Relevance of the decision
In CD Paris - UPC CFI 461/2025 - Huntsman v. BASF (CD Paris - 461-2025 - 22.04.2026 anonymized version.pdf) the UPC Paris Local Division dealt with a nullity action against EP 1 516 720 concerning a composite element with a polyurethane adhesion promoter.
The patent had already expired when the action was filed, but the Court nevertheless found the action admissible ex officio as a legitimate interest remained due to possible damages claims for the period when the patent was in force and because the patentees had already used the patent in a Belgian evidence-preservation proceeding. This aspect is broadly consistent with EPO practice and with German civil procedure, where admissibility issues may be examined by the court on its own motion and where expired patents can still matter because validity disputes may affect past infringement and damages disputes.
One of the more controversial aspects of the UPC CoA decision in Meril Italy srl v. Edwards Lifesciences Corp on inventive step is the meaning of the “objective problem”. This case casts some light on this issue, as the Court framed inventive step by identifying the objective problem itself from the patent as a whole by comparing the claim as a whole in the context of the description and the drawings while taking into account the inventive concept underlying the invention (the technical teaching), which must be based on the technical effect(s) which the person skilled in the art, on the basis of the application, understands to be achieved by the claimed invention, rather than being bound by the problem stated in the patent.

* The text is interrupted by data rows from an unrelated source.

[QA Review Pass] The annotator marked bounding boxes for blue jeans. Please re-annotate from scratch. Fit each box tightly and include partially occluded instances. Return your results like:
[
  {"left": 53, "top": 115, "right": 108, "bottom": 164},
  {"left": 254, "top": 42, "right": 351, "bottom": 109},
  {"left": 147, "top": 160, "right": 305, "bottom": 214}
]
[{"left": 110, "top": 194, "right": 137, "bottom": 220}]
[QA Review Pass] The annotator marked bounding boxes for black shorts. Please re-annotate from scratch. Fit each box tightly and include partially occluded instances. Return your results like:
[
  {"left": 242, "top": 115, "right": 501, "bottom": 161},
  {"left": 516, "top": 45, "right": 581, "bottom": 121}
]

On this basis the court held that the real focus of the invention was improved adhesion instead of flame-retardancy Although para. [0005] states a combined aim, the patent’s overall teaching—particularly paras. [0001]–[0004] and [0030]—demonstrates that the invention in fact solves the adhesion deficit of the used PIR systems by means of an adhesion promoter, with flame retardancy remaining an assumed constraint rather than a technical contribution (paras. [38]–[39]).
It goes without saying that on this point the UPC diverges from the formal EPO problem-solution-approach, which generally formulates the objective technical problem on the basis of distinguishing features over the closest prior art and their technical effect.
The most important procedural point is that, for auxiliary requests, the Court said it is bound only by the attack actually advanced by the claimants against those requests. In other words, objections against the granted claims do not automatically carry over; they must be expressly re-argued against the amended requests. In this case, the inventive-step objection based on prior art that resulted in the invalidity of the main request was not taken into account by the Court in its assessment of the auxiliary requests. This corresponds to the strict approach to raising objections in EPO opposition/appeal practice and the party-driven scope of review in German invalidity proceedings.